Here the director has seemed to get further off-track from how excellent this franchise could be but also seems to have improved upon a lot of the key factors which made the previous instalments (not the original) so lacklustre.
At first glance the story seems to be one of JU-ON: THE GRUDGE 2’s most promising features, and you’d be right, it is VERY promising BUT the bad editing and scene switches between past and present make the story muddled and very confusing to follow.
Fortunately the ending is much better than the previous JU-ON movie and you are giving something to ponder on that actually seems coherent, unlike the prequels “WTF?...” ending.
JU-ON 2’s connection with the previous film seems pretty shallow, which can work against it but also in its favour depending on whether you’ve seen the prequel.
Those who have seen the prequel may have wanted this to have more in common with the first, like for example, the first feature film’s ending to carry over to this and actually make sense or to get some explanation as to what the heck was going on (I realise the ending meant the curse continues in a loop but that ending was wack!), plus that Megumi Okina was pretty cute.
Fortunately those who haven’t seen the first feature film may be pleasantly surprised… VERY pleasantly surprised. JU-ON 2 is an excellent stand-alone from the series and newcomers who want fresh scares that aren’t too clichéd are best to avoid the first film and watch this instead, it isn’t as shallow as the first movie.
The story segments are probably what let this down the most.
Trying to improve upon one of JU-ON: THE GRUDGE’s high points, the time transcending scenes, the director has gone way over board by taking that element and injecting it with a huge dose of speed.
While at times the switch between past, present and future is very clever (Tomoka’s story segment comes to mind) towards the end of the film it becomes very over used and incoherent to the storyline, making things muddled and confusing as to what time setting the characters are actually in at any given moment.
That’s what makes the story very confusing, and to make matters worse 2 of the characters are haunted before they even set foot in the house, either the director became confuse as to what time zone the story was in or he didn’t want to waste time building up the scares at the expense of coherency.
All that aside, the movie is very entertaining.
The acting is pretty mixed, Noriko Sakai as Harase ‘the horror queen’ Kyoko lacks the on screen charisma as Megumi Okina.

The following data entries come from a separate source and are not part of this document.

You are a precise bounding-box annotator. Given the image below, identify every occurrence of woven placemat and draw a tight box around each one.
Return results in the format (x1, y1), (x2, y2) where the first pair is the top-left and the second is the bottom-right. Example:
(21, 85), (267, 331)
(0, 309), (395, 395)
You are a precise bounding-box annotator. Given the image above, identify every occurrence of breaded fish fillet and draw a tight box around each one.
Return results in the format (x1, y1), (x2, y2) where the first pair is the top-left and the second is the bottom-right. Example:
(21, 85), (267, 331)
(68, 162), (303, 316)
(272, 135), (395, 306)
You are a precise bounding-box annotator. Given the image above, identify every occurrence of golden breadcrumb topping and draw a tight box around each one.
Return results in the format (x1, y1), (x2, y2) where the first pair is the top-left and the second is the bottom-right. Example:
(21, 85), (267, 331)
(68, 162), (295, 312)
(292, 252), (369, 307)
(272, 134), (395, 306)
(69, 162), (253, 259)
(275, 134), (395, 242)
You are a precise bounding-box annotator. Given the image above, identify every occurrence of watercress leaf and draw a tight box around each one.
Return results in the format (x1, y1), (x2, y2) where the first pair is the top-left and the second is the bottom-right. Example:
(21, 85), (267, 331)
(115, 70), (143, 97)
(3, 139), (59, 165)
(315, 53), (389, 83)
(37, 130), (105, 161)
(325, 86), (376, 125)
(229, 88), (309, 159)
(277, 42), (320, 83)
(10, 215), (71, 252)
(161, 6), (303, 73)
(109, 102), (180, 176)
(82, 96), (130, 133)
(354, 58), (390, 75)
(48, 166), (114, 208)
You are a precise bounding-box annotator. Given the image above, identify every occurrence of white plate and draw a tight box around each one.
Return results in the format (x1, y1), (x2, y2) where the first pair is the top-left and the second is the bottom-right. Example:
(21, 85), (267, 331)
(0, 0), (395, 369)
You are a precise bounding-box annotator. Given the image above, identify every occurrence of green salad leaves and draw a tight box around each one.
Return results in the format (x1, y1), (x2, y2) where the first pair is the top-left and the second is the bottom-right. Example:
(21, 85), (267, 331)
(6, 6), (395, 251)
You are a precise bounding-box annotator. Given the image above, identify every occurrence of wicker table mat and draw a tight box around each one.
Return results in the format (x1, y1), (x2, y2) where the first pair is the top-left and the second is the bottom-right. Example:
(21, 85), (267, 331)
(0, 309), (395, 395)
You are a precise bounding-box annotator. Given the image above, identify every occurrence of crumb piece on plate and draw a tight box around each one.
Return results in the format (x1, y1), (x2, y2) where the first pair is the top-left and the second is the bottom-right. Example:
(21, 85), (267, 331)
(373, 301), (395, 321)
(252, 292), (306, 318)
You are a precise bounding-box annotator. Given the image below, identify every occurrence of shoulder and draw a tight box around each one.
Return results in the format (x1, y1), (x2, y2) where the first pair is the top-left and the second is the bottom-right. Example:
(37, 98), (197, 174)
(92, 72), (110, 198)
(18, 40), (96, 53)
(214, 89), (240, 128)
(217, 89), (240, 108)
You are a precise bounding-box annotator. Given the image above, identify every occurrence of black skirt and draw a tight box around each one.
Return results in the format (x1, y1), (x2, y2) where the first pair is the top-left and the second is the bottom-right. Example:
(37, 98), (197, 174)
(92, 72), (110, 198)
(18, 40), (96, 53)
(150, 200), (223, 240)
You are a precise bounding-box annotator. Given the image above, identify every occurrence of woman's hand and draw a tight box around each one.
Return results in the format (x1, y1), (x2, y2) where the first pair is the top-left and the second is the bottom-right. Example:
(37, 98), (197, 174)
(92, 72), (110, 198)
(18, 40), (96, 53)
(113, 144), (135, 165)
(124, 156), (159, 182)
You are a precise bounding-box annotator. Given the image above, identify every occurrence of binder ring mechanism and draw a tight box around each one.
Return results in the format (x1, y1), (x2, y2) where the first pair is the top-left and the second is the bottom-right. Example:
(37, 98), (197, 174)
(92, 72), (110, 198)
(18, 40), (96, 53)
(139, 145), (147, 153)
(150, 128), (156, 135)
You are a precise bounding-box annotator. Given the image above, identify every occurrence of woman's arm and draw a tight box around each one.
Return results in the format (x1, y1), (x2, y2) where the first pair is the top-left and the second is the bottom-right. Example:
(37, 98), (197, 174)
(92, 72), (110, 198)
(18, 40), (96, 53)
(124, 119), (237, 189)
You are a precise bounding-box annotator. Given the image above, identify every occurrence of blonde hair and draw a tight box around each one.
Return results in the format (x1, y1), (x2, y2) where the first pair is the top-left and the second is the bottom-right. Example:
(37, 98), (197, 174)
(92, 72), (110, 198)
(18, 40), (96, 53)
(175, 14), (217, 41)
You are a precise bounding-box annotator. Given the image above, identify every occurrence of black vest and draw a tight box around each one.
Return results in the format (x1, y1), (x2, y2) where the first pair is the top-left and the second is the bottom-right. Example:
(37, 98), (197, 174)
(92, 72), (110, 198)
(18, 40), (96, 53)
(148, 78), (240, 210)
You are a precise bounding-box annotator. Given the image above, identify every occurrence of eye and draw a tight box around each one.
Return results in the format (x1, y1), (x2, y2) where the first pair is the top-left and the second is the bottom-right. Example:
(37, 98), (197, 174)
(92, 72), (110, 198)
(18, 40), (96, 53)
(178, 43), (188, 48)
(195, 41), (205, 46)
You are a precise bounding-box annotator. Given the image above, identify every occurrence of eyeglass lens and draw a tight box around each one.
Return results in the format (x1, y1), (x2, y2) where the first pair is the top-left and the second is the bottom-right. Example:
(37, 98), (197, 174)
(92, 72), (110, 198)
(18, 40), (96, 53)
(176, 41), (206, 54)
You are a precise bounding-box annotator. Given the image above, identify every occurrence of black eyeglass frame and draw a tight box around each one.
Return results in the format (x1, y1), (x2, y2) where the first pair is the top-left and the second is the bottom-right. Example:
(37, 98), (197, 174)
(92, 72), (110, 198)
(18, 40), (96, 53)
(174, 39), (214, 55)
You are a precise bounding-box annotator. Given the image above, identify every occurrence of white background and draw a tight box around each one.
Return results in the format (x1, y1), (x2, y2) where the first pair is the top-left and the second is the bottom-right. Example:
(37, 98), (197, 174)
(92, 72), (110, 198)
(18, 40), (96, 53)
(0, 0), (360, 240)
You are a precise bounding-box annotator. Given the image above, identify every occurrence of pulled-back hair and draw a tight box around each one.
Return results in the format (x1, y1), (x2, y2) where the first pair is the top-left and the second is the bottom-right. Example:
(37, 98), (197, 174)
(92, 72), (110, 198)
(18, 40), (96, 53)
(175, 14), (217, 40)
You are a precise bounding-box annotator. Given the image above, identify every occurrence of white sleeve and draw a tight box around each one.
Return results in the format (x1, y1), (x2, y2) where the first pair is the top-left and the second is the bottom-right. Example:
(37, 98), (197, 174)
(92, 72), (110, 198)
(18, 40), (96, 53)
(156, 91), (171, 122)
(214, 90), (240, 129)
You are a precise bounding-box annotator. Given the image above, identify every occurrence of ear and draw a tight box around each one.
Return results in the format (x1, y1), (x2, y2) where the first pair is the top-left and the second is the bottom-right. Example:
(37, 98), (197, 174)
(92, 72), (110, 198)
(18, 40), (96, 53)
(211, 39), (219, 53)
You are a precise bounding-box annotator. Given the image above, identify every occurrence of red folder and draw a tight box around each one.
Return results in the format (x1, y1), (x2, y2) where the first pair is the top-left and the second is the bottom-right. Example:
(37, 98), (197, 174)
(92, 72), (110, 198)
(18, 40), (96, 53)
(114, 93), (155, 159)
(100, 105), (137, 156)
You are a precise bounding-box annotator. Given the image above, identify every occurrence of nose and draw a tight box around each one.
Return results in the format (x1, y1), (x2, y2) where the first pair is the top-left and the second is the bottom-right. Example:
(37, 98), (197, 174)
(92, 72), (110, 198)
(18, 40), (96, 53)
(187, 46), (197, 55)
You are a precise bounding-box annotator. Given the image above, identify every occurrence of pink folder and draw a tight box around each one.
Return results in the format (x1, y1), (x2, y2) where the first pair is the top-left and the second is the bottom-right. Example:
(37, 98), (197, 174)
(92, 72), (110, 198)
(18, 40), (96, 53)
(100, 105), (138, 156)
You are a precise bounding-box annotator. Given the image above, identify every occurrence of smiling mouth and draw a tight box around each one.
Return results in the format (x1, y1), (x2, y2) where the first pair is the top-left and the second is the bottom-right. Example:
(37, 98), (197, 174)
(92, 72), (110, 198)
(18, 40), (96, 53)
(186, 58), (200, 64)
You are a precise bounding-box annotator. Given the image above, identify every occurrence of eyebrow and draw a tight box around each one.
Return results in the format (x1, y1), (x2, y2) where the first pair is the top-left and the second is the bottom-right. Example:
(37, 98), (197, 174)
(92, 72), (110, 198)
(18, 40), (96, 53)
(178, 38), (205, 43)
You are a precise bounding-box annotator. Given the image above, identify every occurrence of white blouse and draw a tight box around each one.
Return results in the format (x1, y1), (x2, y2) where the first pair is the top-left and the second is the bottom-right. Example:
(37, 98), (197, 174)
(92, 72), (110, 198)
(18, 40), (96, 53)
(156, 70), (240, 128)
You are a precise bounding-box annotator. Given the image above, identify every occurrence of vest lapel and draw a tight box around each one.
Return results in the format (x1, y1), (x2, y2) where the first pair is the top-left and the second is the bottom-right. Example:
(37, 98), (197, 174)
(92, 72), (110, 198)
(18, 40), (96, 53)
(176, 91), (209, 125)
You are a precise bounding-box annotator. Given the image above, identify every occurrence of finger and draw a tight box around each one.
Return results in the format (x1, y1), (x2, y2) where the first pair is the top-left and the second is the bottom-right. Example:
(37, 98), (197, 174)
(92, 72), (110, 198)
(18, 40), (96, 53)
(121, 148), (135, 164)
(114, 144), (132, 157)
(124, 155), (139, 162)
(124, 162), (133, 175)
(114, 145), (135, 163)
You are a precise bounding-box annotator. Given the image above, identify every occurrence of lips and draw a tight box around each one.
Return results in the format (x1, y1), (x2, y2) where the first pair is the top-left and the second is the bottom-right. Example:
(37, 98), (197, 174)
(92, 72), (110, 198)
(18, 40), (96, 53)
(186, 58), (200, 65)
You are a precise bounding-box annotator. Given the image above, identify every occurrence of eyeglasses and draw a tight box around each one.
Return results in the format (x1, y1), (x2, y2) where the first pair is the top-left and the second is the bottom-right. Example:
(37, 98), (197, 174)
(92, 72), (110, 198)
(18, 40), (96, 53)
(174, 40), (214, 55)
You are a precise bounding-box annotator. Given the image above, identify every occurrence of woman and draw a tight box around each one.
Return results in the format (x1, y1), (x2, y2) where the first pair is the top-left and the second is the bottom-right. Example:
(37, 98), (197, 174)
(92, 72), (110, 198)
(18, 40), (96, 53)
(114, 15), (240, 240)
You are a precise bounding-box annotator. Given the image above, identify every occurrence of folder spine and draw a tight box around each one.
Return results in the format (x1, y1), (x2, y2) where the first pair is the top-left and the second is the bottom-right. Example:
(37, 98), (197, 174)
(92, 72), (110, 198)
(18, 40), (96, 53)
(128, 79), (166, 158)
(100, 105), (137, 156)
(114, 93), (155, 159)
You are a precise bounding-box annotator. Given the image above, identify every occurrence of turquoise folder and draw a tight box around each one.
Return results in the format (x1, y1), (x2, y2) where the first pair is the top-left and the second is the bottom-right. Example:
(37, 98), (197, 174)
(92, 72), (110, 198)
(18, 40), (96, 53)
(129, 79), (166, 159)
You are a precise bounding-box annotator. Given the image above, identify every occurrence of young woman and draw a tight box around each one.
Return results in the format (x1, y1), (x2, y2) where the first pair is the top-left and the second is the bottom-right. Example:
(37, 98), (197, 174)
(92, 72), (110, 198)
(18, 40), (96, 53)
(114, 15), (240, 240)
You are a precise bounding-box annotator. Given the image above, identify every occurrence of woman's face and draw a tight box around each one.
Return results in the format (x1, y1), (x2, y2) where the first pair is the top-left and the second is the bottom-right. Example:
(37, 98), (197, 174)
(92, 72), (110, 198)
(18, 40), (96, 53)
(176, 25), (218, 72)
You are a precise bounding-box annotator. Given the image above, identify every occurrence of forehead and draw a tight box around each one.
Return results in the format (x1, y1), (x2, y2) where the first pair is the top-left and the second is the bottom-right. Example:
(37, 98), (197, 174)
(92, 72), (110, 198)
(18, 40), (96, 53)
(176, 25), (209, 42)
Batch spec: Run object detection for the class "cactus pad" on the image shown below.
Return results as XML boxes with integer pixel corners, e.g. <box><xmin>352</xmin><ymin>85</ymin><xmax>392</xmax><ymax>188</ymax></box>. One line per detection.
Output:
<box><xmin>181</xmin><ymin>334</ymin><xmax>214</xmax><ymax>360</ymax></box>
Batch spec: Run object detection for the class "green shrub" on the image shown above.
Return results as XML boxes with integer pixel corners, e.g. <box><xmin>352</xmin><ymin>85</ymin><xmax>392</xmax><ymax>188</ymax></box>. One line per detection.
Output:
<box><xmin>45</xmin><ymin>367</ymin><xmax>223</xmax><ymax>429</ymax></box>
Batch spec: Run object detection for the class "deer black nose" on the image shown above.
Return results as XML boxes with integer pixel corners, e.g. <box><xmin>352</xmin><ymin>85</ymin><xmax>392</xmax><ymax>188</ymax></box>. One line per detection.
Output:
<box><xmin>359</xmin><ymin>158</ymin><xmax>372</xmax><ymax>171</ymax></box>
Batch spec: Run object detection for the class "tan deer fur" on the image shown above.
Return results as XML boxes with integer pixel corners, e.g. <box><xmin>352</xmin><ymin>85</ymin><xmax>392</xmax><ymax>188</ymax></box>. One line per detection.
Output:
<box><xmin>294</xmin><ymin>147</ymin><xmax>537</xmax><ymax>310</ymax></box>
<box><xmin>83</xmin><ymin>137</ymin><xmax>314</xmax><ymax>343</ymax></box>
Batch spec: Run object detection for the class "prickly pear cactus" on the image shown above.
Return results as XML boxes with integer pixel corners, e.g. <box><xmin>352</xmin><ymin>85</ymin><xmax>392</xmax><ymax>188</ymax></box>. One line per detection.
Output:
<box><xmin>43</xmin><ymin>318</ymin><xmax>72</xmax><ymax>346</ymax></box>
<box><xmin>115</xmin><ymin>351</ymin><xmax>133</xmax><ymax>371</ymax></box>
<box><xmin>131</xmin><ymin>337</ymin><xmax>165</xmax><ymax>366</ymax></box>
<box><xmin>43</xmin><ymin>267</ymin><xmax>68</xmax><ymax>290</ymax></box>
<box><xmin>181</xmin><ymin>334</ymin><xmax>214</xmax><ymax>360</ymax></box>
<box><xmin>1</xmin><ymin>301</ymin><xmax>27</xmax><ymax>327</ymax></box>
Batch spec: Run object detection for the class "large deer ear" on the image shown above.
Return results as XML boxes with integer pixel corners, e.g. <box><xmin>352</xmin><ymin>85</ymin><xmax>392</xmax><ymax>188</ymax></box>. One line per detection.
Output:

Despite the directors attempts at making Kyoko a multi-layered character she just comes off as a 1 dimensional cut-out which is a shame.
The rest of the characters play their parts very well with the small exception of Yui Ichikawa who has some trouble playing Chiharu as she is haunted all through her time transcending scenes. Who could blame her though; moving from one timeline to the next and back again makes it very confusing for the actors to portray the correct emotions for the scene.
The ghosts on the other hand, Toshio is just not scary, would you be afraid of a little blue naked boy wearing eyeliner? I know I wouldn’t.
Kyoko is the ghost that delivers the majority of scares and with good reason, she can be really scary when she doesn’t look like a Chihuahua stuck under a long black wig (you’ll see the scene I mean, it’s hilarious).
Thankfully the director has gone back to the original TV movie’s visual style and gives us a much grittier and moody atmosphere thanks to the lower visual quality.
The audio remains mostly the same except the croaking isn’t used as much. I would have loved the creepy piano tune at the title screen to be used more but it wouldn’t have improved the film significantly so I guess there’s no point.
All negativity aside, JU-ON 2 is not a film for those who didn’t like the previous film, if you want to be converted, the original TV movie is your best bet.
Those who are interested in the JU-ON franchise, don’t be discouraged by the lower score because this film is great for first timers.
And finally, those who enjoyed the first movie, I think you’ll find this more than a worthy addition to your library, it’s a shame I didn’t like it though.